(Original Paper Published by Google in 2014)
[written by Ilya Sutskever, Oriol Vinyals, Quoc V. Le]
Hello Readers!!! Welcome back to 8th Blog of Interpretable Blog Series.
Today we are going to discuss about sequence-to-sequence learning with neural networks in detail but in very narrative and simple way.
So, let's start!!!
As usual, lets first understand what is meant by neural networks.
Okay. So, you all are having a good idea about machine learning models. Machine learning model is nothing a but a mathematical equation whose original form of equation is close to our data (in ml terms we call it a good fit) isn’t it?
So, machine learning is about choosing correct mathematical equation which we often call machine learning model, suitable for our goal and nature of the data.

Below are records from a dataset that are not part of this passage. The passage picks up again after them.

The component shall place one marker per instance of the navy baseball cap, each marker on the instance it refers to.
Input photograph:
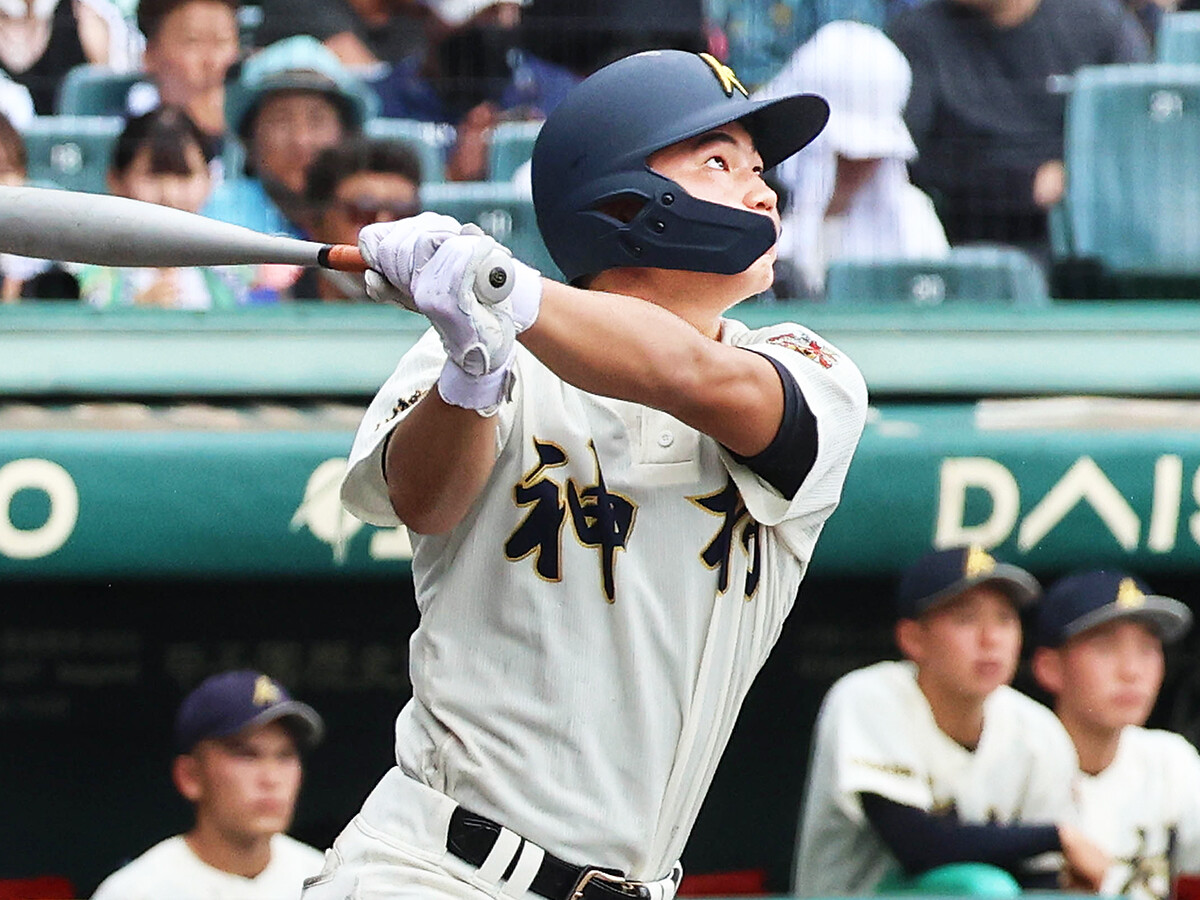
(228, 702)
(943, 575)
(1084, 600)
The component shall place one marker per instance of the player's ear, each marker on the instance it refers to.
(909, 639)
(1047, 666)
(185, 772)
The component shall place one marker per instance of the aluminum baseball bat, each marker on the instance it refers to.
(76, 227)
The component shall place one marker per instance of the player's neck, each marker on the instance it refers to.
(1097, 748)
(675, 292)
(245, 857)
(958, 717)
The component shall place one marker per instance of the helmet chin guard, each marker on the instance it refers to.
(677, 231)
(592, 150)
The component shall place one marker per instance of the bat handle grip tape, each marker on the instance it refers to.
(343, 257)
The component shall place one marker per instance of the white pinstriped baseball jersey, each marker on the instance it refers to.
(1144, 810)
(875, 733)
(591, 628)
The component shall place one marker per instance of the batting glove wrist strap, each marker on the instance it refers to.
(484, 394)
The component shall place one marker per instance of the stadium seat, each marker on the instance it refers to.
(511, 148)
(71, 150)
(503, 211)
(430, 139)
(983, 274)
(95, 90)
(1179, 37)
(1133, 168)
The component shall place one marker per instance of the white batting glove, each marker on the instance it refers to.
(478, 299)
(397, 251)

But there are some complex conditions which machine learning models / equations cannot solve. For example, recognizing objects from images having complex blend of variety of objects.
So, to solve such problems, there arrived a concept of deep learning. So deep learning is sub-branch of machine learning which uses neural networks to solve problems.
AND
Neural network is a type of computer program designed to think a little bit like human brain. Its made of different layers of tiny units called “Neurons”, and they work together to solve problems.
Here Is the very basic architecture for neural networks
A] Input Layer – Which takes input. i.e. Input X1, Input X2 and Input X3
B] Hidden Layer – This is the brain of neural network. According to each problem statement, this hidden layer can be different as this hidden layer contains blend of weighted connections which can be different for each problem.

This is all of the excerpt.